Understanding summary statistics

How the data is profiled

To ensure efficiency, summary statistics are computed on a sampled subset of your data, not the entire dataset. By default, the profiler proceeds as follows:

  1. It samples the rows of the dataset you provide by using Spark’s DataFrame.sample (default sample_fraction = 0.3), which is probabilistic, hence the sampled row count is not guaranteed to be exact; the number may be slightly higher or lower.
  2. A limit is applied to the sampled rows (default limit = 1000).
  3. Statistics are computed on this final sampled-and-limited DataFrame.

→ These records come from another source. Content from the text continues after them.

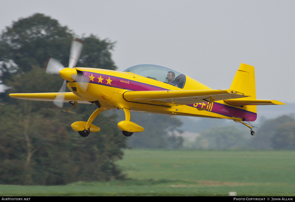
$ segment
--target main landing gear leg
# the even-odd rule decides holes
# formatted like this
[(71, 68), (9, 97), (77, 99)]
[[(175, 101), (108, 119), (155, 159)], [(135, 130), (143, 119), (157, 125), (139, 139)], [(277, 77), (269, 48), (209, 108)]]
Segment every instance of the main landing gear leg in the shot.
[[(96, 103), (95, 104), (96, 105)], [(97, 105), (96, 105), (98, 106)], [(90, 116), (87, 122), (85, 121), (76, 121), (72, 124), (71, 125), (72, 128), (75, 131), (78, 132), (79, 134), (83, 137), (87, 137), (91, 132), (98, 132), (100, 131), (100, 128), (91, 124), (96, 117), (101, 112), (104, 111), (99, 109), (100, 107), (100, 107), (100, 105), (97, 107), (98, 108), (95, 110)]]
[[(248, 122), (248, 123), (245, 123), (243, 121), (238, 120), (234, 120), (234, 121), (237, 123), (241, 123), (243, 125), (245, 125), (246, 126), (249, 128), (251, 129), (250, 130), (250, 132), (251, 133), (251, 135), (254, 135), (255, 134), (255, 132), (252, 130), (254, 127), (255, 127), (256, 128), (258, 128), (258, 127), (257, 126), (255, 126), (254, 125), (252, 125)], [(251, 127), (251, 126), (253, 126), (253, 127)]]
[(131, 116), (129, 109), (123, 108), (123, 110), (125, 113), (125, 120), (122, 121), (118, 124), (118, 127), (122, 133), (126, 137), (131, 136), (133, 133), (135, 132), (142, 132), (144, 128), (130, 121)]

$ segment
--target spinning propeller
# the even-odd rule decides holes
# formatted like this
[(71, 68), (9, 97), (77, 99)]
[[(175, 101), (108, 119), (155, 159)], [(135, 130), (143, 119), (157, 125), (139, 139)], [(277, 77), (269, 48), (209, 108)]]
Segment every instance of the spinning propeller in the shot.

These are defaults that can be customized programmatically as detailed in the Profiling Options section, or via profiler_config in the configuration file if DQX is installed as a tool.

Rule of thumb: count ≈ min(limit, sample_fraction × total_rows).

Summary Statistics Reference

FieldMeaningNotes
countRows actually profiled (after sampling and limit)≈ min(limit, sample_fraction × total_rows)
meanArithmetic average of non-null numeric valuesN/A for non-numeric
stddevSample standard deviation of non-null numeric valuesN/A for non-numeric
minSmallest non-null valueString = lexicographic; Date/Timestamp = earliest; Numeric = minimum
25 / 50 / 75Approximate 25th/50th/75th percentiles of non-null numeric valuesUses Spark approximate quantiles
maxLargest non-null valueString = lexicographic; Date/Timestamp = latest; Numeric = maximum
count_non_nullNumber of non-null entries within the profiled rows
count_nullNumber of null entries within the profiled rowscount_non_null + count_null = count

Performance considerations

When profiling large datasets, use sampling and limits for best performance.

# For large datasets, use aggressive sampling
large_dataset_opts = {
"sample_fraction": 0.01, # Sample only 1% for very large datasets
"limit": 10000, # Increase limit for better statistical accuracy
"sample_seed": 42, # Use consistent seed for reproducible results
}

# For medium datasets, use moderate sampling
medium_dataset_opts = {
"sample_fraction": 0.1, # Sample 10%
"limit": 5000, # Reasonable limit
}

# For small datasets, disable sampling
small_dataset_opts = {
"sample_fraction": None, # Use all data
"limit": None, # No limit
}
Profiling with sampled data

Summary statistics from limited samples may not reflect the characteristics of the overall dataset. Balance the sampling rate and limits with your desired profile accuracy. Manually review and tune rules generated from profiles on sample data to ensure correctness.